12 of 20 comments (clear)

  1. The more flexable, in my experience, the better. by Bob_Robertson · · Score: 5, Insightful

    I've worked in a few different shops, doing lots of things. I'm not a programmer by "trade", I'm a network engineer. To get here I've done CompOps, NetOps, Helpdesk, security system installation, pumped gas, sold crap at Target and RadioShack, etc.

    I have found that leadership, rather than management, works best. This allows people not to be restricted in their actions by job titles as such, there is more cross-training and sharing of ideas, and far more working together than saying things like "That's not in my job description" or "Hey, you can't do that, that's mine."

    There is one absolutely critical function: Leadership. The buck has to stop somewhere.

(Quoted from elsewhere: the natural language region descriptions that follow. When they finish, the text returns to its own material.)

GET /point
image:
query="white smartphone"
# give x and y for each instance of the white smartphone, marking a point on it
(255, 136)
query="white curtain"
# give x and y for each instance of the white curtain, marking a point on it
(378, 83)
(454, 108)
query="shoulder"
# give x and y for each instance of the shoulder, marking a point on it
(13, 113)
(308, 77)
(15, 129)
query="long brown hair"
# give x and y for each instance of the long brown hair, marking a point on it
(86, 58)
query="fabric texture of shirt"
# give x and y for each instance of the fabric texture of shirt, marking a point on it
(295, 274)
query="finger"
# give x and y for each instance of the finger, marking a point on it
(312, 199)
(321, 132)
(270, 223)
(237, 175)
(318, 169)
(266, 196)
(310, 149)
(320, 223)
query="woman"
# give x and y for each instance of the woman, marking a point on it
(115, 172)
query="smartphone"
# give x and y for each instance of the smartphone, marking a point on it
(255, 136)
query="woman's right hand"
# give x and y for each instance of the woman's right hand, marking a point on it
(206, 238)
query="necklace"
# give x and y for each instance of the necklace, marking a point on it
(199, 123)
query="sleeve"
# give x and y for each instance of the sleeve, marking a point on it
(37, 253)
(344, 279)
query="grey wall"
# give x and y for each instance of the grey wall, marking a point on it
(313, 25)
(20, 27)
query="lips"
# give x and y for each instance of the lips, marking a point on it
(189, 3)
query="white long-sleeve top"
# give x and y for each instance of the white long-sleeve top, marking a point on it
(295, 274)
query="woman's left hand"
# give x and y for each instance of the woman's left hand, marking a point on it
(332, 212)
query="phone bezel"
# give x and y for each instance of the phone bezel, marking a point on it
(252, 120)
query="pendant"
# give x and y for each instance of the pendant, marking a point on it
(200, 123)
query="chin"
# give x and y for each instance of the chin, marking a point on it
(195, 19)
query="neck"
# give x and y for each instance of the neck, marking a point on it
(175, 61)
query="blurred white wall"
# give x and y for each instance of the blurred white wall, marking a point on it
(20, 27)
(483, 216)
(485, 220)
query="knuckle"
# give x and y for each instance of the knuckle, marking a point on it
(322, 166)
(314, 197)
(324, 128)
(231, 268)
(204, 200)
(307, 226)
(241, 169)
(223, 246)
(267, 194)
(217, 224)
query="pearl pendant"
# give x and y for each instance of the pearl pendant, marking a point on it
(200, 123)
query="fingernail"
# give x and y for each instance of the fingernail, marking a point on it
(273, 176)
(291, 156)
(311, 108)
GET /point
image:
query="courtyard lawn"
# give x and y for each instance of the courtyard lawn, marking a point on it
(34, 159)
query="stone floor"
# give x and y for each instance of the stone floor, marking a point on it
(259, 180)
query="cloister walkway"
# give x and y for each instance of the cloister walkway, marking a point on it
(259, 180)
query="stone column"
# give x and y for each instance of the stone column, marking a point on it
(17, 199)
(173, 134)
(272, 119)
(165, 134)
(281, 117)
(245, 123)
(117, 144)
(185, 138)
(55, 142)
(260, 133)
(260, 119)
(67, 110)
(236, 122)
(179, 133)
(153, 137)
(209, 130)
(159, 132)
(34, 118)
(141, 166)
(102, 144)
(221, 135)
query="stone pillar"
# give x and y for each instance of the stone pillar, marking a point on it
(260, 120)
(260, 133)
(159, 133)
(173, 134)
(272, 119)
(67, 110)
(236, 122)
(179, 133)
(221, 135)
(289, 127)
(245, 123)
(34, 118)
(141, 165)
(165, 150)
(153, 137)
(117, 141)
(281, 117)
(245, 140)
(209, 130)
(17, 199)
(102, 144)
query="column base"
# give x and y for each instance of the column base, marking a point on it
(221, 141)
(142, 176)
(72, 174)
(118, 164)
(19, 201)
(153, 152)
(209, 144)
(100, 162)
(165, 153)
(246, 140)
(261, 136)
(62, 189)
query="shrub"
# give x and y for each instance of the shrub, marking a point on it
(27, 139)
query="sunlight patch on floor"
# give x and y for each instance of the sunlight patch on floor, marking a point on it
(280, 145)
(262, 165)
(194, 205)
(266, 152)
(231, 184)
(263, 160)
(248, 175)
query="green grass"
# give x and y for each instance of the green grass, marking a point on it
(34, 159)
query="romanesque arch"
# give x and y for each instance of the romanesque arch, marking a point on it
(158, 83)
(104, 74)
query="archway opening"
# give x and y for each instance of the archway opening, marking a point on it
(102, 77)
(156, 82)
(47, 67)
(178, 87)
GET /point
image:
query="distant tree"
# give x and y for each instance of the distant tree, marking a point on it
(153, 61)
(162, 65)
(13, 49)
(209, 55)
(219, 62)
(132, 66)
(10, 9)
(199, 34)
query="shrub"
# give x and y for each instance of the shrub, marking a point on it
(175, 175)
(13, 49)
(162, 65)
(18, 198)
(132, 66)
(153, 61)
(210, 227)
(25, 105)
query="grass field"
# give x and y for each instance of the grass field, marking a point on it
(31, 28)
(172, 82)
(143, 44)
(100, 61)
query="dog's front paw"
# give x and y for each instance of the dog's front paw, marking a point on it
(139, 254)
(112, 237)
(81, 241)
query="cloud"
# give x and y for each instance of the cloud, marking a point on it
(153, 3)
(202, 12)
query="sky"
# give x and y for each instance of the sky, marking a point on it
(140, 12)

    By that I mean that unpleasent or uninteresting jobs must be assigned from time to time to specific individuals. There must be accountability for tasks done badly or not done at all.

    I'm not in the Japanese style "Your work reflects on all the members of your team" credit/blame sharing. Not officially. I have seen, however, that when something says "These people, the Operations Staff, have gone beyond our needs and done wonderfully" etc etc, there certainly is a good feeling to being part of that team.

    Treat people as valuable individuals, respect their talents and skills, and listen to them as individuals. Fire them as individuals if they are not performing, also. I hate open door policies. If I go to talk to the boss, there are times I want that door SHUT and no record kept. Honesty should never be punished.

    Also challange the team. There should always be a view or goal that everyone is working towards at once, as well as the individual tasks. This makes getting there a personal as well as team success.

    Bob-

    --
    The Ludwig von Mises Institute. The reasoning individuals economics
  2. Easy Answer... by gnovos · · Score: 5, Insightful

    Think about it in this way, which kind of response would you be more comfortable hearing:

    1) As Chief Departmental Specialist of Bold Fonts, I find it impossible to comply with your request for me to alter your web page text as it is completely written in italic fonts.

    2) Well, I've been doing only Perl development for the last five years, and haven't really seen a lot of Python... but sure, I'll take a look at your Python script and see if I can figure out why it's pulling info from the old database.

    The more specific you make a job title, the more often you'll see people steering clear of work that they are perfectly able to do, but isn't covered by thier job description.

    In the software world, specialization is not a very good thing. If I am proficent in ONLY Oracle 7.0.2.831b, and nothing else, then I am a very very poor DBA. The same is true in as aspects of software engineering. You want to hire poeple who undersand CONCEPTS, *not* who have a particular skill.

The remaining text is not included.